The two metrics fail in opposite directions, which is why sign-off requires both. High functional coverage with low code coverage means your coverage model is too thin — RTL exists that no planned scenario touches (dead code, or a plan hole). High code coverage with low functional coverage means stimulus wandered everywhere but the planned scenarios never assembled. The quadrant chart is a standard interview whiteboard:

diagram
FUNCTIONAL COVERAGE
                     low            high
                 ┌──────────────┬──────────────────┐
  CODE     high  │ stimulus     │ sign-off          │
  COVERAGE       │ wanders;     │ candidate        │
                 │ scenarios    │ (review waivers,  │
                 │ never formed │  then close)      │
                 ├──────────────┼──────────────────┤
           low   │ early bring- │ coverage model    │
                 │ up; keep     │ too thin OR dead  │
                 │ testing      │ RTL — investigate │
                 └──────────────┴──────────────────┘

Interview framing

  1. Define both in one sentence each: code coverage = tool-measured structure execution; functional coverage = engineer-defined scenario occurrence.

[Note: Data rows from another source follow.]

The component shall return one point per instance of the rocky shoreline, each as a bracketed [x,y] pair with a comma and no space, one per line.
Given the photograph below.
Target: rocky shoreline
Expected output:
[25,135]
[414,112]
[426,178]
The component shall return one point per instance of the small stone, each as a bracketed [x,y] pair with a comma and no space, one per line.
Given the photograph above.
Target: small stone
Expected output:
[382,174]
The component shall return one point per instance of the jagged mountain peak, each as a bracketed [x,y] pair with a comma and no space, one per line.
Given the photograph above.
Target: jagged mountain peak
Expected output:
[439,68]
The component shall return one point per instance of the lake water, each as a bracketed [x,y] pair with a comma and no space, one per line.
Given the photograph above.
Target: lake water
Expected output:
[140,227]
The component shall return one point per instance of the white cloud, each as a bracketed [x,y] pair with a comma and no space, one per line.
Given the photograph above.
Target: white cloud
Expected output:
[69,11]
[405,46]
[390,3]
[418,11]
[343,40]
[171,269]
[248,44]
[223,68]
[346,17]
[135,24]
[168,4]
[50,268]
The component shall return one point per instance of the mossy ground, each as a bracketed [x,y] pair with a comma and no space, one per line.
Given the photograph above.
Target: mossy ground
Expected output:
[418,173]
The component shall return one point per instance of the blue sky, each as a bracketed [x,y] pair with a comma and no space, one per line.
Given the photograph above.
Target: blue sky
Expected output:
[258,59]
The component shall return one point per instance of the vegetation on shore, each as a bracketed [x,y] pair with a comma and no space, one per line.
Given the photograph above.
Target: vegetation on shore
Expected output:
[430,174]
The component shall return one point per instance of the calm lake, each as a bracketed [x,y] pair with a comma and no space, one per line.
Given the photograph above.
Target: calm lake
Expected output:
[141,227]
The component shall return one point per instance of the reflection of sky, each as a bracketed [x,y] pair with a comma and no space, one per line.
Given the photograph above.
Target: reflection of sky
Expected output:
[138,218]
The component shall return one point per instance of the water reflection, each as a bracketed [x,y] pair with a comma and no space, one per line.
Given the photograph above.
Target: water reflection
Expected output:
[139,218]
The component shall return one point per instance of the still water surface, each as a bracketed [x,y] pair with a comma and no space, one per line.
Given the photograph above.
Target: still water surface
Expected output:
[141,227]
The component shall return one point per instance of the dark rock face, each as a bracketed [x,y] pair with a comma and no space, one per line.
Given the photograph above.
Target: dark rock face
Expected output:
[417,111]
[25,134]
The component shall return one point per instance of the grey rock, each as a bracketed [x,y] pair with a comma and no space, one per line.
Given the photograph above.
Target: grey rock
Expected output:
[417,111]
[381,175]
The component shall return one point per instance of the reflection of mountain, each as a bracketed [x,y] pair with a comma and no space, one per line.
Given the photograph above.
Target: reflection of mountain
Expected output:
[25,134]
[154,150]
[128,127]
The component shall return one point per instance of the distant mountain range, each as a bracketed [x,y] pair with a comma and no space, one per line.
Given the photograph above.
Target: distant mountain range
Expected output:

  2. State the asymmetry: code coverage cannot see missing code or combinations; functional coverage cannot see anything outside its model.

  3. Give a concrete miss example (the FIFO push+pop+full case above) — interviewers want the example, not the definitions.

  4. Close with sign-off practice: both metrics at goal, holes either closed or formally waived with documented reasoning.

Key takeaways

  • Code coverage is automatic and structural; functional coverage is hand-written and scenario-based.

  • 100% code coverage cannot detect missing code or unexercised combinations of covered lines.

  • The two metrics fail in opposite directions — sign-off requires both at goal, plus reviewed waivers.

  • Low code coverage with high functional coverage signals a thin coverage model or dead RTL — always investigate.

Common pitfalls

  • Reporting 100% line coverage as “verification complete” — the classic junior-engineer trap.

  • Skipping code coverage because functional coverage exists — dead code and untouched RTL go unnoticed.

  • Waiving code-coverage holes in bulk without review — waivers are sign-off documents, not noise filters.

  • Building the functional model from the RTL instead of the spec — it inherits the designer's blind spots.